Ensuring Healthy Children
New data is showing us that nearly 95 percent of children nationwide are covered by health insurance. The Annie E. Casey Foundation (AECF) shared the news from the most recent American Community Survey (ACS), which uses U.S. Census Bureau data, and it shows that only 5 percent of children under the age of 19 were not insured in 2016.
Of the children who were covered by health insurance in 2016, 40 percent of them received public insurance through Medicaid, the Children’s Health Insurance Program (CHIP) or an individual state plan.
The ACS shares that “children under 19 were covered by health insurance at a higher rate than working-age adults in 2016,” attributing that higher rate of coverage to the fact children from low-income families are eligible for programs such as Medicaid and CHIP.
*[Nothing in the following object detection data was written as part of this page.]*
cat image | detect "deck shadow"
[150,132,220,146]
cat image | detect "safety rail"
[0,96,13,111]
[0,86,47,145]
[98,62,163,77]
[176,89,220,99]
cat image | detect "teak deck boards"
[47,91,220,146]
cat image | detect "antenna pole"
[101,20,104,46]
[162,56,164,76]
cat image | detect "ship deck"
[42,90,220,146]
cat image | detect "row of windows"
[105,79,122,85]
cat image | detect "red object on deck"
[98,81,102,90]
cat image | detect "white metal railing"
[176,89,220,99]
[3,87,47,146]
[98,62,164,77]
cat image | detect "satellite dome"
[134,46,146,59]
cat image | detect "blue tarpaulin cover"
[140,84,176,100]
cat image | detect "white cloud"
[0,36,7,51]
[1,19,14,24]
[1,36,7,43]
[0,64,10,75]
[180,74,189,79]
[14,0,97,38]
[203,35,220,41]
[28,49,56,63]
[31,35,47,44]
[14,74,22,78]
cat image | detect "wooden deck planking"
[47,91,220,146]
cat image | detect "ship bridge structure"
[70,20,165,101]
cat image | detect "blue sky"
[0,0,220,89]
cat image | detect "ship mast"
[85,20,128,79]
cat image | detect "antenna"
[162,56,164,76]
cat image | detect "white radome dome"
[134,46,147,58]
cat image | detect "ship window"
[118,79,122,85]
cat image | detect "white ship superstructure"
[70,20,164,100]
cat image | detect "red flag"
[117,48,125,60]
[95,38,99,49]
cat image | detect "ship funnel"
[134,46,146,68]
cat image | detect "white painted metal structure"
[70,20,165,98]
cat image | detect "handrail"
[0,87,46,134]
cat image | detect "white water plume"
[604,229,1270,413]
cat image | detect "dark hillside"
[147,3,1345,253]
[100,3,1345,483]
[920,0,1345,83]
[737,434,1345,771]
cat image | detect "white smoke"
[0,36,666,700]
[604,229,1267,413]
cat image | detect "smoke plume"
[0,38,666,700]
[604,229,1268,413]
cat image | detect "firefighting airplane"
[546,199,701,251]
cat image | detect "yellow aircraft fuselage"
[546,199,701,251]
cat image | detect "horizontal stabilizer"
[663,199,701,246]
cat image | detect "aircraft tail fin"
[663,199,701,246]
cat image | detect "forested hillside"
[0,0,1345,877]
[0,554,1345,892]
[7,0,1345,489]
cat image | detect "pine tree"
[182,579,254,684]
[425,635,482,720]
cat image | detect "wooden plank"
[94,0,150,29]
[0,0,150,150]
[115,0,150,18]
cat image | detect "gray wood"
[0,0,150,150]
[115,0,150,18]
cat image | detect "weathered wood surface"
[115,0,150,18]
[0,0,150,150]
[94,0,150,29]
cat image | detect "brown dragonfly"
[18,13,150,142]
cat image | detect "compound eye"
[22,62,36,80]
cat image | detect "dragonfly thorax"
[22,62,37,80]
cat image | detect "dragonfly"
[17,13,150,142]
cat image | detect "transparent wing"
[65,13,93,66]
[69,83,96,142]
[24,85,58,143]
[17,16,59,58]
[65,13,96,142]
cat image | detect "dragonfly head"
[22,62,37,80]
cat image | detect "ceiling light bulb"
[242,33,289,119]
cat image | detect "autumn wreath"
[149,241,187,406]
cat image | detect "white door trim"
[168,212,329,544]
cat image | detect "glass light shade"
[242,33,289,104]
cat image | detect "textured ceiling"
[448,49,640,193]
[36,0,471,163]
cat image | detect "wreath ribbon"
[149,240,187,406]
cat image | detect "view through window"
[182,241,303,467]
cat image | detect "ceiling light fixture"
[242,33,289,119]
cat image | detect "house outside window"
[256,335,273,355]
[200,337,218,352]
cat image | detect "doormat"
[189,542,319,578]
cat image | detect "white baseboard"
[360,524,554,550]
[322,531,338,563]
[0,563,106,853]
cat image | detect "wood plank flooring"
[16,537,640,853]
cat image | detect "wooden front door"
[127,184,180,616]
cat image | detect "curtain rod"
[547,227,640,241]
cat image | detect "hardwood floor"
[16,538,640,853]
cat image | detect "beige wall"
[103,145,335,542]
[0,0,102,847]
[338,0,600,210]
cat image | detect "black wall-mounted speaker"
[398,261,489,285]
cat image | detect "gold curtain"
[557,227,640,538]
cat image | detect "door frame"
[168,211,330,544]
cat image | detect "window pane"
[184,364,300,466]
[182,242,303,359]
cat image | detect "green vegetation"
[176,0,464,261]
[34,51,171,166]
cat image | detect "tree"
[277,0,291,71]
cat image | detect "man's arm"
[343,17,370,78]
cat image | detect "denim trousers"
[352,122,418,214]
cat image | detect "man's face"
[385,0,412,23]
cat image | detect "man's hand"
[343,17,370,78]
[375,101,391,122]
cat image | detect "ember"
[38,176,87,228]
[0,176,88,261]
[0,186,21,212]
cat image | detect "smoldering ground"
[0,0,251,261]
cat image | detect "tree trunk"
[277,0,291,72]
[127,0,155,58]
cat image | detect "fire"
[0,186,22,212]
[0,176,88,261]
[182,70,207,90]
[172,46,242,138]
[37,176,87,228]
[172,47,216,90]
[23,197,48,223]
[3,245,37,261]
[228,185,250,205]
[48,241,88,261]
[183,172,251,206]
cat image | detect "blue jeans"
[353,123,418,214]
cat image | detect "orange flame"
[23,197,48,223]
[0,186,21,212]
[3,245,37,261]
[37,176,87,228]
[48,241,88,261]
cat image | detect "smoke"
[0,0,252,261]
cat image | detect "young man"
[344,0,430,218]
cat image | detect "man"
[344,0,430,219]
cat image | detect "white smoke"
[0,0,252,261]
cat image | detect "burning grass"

CHIP was created in 1997 to provide coverage to children from low and moderate-income families. It serves 9 million children nationwide. The Washington Post reports the program “was instrumental in lowering the percentage of children who were uninsured” from 14 percent to 5.
CHIP expired on September 30 and requires reauthorization by Congress to continue.
The Michigan League for Public Policy (MLPP) shared in a recent brief that 120,000 Michigan children receive benefits from CHIP through our state’s MIChild program, which is available through the Medicaid expansion under the Affordable Care Act.
- It provides health care to nearly 120,000 Michigan children
- It costs a family $10 a month for coverage
- Children must be under the age of 19 to qualify
- The program provides coverage for a wide range of medical services from preventative care to medicine, vision, surgery and more.
The Detroit News reports that CHIP funding also provides health insurance to those under 21 or any pregnant women and their children who drank lead-contaminated water in Flint.
MLPP states that Michigan will run out of federal funding for CHIP as early as April, if it is not reauthorized by Congress.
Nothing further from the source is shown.